Flow cytometry based analysis for relative uptake of nanovectors for targeted (C6) and non-targeted (NIH3T3) cells. C6 and NIH3T3 cells were exposed to either the targeting (P-PEG-AF-CTX/DNA) or non-targeting (P-PEG-AF-SIAX/DNA) nanovector at a DNA concentration of 10 µg mL⁻¹.

Figure 7

Analysis of transgene expression of GFP by C6 cells. Transfection efficiency is measured by flow cytometry after treatment with either P-PEG-AF-SIAX/DNA or P-PEG-AF-CTX/DNA at varying DNA concentrations.

Figure 8

Transfection efficiencies of C6 and NIH3T3 cells by DNA complexed with different polymeric vectors, as determined by flow cytometry.
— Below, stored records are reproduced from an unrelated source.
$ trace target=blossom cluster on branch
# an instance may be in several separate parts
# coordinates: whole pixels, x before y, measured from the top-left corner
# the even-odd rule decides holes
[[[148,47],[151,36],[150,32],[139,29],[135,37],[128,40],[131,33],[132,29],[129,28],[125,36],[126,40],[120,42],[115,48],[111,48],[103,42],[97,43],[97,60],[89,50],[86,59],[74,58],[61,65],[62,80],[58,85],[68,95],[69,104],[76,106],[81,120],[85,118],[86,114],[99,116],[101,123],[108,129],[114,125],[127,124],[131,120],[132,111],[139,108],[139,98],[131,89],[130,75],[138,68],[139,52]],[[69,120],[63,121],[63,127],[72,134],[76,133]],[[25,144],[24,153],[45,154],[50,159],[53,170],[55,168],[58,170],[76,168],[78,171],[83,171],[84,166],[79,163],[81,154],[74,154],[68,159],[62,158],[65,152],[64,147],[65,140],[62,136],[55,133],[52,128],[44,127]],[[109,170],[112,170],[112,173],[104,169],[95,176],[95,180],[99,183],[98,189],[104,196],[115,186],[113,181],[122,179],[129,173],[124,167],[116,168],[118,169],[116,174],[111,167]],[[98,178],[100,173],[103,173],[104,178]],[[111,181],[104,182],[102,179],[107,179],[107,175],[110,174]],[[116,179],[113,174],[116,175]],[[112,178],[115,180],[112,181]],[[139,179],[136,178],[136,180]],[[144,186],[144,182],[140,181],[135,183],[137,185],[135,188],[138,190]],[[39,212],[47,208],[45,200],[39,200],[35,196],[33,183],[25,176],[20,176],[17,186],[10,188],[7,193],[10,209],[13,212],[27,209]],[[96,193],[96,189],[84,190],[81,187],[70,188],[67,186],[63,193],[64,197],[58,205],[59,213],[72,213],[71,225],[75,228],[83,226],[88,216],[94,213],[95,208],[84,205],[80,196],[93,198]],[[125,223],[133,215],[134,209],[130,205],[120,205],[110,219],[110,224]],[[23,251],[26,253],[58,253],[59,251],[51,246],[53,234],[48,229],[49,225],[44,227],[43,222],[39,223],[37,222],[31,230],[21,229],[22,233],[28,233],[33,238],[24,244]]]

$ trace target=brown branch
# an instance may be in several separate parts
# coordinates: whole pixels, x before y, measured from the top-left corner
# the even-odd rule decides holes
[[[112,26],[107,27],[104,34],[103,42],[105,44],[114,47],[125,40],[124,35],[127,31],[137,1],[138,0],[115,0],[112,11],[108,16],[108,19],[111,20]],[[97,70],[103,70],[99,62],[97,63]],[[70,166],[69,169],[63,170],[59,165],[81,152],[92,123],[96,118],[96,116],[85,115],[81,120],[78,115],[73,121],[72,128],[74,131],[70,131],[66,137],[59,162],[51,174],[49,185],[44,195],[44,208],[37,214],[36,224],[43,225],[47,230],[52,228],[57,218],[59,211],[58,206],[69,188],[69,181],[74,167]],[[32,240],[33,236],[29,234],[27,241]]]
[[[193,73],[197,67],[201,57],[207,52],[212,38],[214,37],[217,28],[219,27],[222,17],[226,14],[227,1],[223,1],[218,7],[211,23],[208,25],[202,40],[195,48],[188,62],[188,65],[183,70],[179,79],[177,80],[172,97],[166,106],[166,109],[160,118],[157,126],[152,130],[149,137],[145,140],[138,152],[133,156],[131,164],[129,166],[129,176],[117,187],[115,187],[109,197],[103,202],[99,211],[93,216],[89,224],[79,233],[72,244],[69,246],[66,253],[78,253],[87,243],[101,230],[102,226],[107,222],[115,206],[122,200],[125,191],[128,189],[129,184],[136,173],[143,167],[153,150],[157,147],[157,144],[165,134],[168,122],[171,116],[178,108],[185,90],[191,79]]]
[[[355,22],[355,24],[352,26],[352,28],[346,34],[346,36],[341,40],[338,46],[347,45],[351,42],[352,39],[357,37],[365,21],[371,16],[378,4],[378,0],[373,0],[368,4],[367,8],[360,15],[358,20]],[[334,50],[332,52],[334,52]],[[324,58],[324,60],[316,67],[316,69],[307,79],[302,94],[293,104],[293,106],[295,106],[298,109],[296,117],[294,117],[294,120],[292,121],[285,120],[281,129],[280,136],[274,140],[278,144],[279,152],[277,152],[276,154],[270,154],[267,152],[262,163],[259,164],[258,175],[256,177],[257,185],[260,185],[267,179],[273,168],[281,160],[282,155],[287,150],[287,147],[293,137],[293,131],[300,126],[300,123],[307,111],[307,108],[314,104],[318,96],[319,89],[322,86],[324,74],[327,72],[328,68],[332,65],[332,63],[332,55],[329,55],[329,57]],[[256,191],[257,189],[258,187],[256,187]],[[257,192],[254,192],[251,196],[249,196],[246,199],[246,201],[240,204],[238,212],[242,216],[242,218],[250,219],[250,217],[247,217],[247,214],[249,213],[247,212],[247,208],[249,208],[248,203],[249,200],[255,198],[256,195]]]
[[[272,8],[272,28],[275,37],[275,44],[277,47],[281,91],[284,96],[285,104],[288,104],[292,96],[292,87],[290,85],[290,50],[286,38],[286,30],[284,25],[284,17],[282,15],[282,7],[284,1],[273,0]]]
The commercially available Lipofectamine was tested as a reference transfection reagent.

Figure 9

Viability analyses of C6 and NIH3T3 cells after exposure to varying transfection vectors. An Alamar blue-based assay was used to determine cell viability.

Figure 10

Confocal fluorescence and differential interference contrast (DIC) images of (a) C6 and (b) NIH3T3 cells treated with 10 µg DNA mL⁻¹ without a delivery vector (DNA) or with vectors complexed with either PEI (P-AF/DNA), PEGylated PEI (P-PEG-AF-SIAX/DNA), or PEGylated and CTX-enabled PEI (P-PEG-AF-CTX/DNA). Cellular membranes are shown in green, nuclei in blue, polymeric vectors in red, and GFP expression in turquoise. Scare bars correspond to 40 µm.

Figure 11

Mean levels of transgene expression (mean FITC intensity) in C6, DAOY, and NIH3T3 cells treated with CTX modified (P-PEI-AF-CTX/DNA) or unmodified (P-PEG-AF-SIAX/DNA) nanovectors (5 µg DNA ml⁻¹). As reference the baseline fluorescence intensity of each cell type (Untreated) is also shown.